By adding further parameters, the G-function can be generalized to the even more general Fox's H-function (introduced in 1961 by Charles Fox ).
definition
- ,
where is the gamma function . This path integral along a suitable path in the complex number plane can be understood as an inverse Mellin transformation . The integral exists under the following conditions:
- and , where and are whole numbers ,
- ( and ). This ensures that no pole of , with any pole of , coincides,
- .
literature
- Larry C. Andrews: Special Functions of mathematics for Engineers , New York, ISBN 0-8194-2616-4 .
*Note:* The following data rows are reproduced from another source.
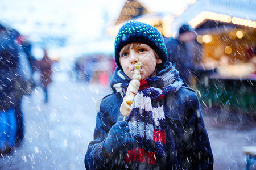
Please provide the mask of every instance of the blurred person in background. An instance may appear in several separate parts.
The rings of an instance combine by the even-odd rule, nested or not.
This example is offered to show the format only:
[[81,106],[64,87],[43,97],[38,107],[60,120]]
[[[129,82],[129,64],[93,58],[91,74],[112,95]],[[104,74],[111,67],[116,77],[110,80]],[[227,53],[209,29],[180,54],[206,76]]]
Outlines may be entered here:
[[44,103],[47,103],[48,100],[48,87],[52,82],[52,65],[54,61],[49,58],[46,49],[44,49],[44,57],[40,61],[36,61],[36,65],[40,71],[41,84],[44,92]]
[[31,73],[17,38],[20,35],[0,25],[0,152],[11,151],[24,137],[21,101],[32,91]]
[[184,85],[190,85],[192,69],[191,44],[195,35],[190,31],[188,25],[184,24],[179,29],[177,39],[171,38],[166,42],[168,50],[167,60],[172,62],[180,72],[180,76]]

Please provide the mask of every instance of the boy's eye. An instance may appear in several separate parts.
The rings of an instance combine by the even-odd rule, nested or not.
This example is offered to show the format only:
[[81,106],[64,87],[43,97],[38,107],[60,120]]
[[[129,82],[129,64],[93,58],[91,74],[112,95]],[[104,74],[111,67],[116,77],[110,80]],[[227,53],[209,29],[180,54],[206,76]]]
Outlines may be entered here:
[[140,48],[138,50],[139,52],[143,52],[146,51],[146,49],[144,49],[144,48]]
[[125,52],[125,53],[122,53],[121,54],[121,57],[126,57],[128,56],[128,53]]

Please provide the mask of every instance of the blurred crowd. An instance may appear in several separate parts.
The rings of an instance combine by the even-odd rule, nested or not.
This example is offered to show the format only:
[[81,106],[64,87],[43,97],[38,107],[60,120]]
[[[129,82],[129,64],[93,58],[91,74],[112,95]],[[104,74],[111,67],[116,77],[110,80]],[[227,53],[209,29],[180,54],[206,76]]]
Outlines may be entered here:
[[30,95],[36,84],[35,71],[41,73],[41,84],[48,101],[47,87],[51,82],[53,61],[44,56],[37,61],[31,43],[16,30],[0,25],[0,154],[11,152],[24,138],[21,108],[22,98]]

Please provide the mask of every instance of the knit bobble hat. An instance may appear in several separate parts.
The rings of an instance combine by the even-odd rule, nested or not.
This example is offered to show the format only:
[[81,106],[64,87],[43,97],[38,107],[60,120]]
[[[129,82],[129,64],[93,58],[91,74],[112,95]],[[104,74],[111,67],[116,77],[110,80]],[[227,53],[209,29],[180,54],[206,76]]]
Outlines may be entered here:
[[129,21],[120,28],[115,41],[115,59],[117,65],[122,69],[119,53],[126,45],[132,42],[144,43],[158,54],[164,64],[167,58],[167,50],[161,33],[155,27],[140,22]]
- Cornelis Simon Meijer: About Whittakersche respectively. Bessel functions and their products , Nieuw Archief voor Wiskunde 18 (4), 1936.
Web links
- Meijersche G-function on Wolfram-Mathworld (with graphic representations)
- Meijersche G-function on Wolfram-Mathworld (systematic)
- Richard Beals, Jacek Szmigielski: Meijer G-functions: a gentle introduction , Notices AMS, August 2013.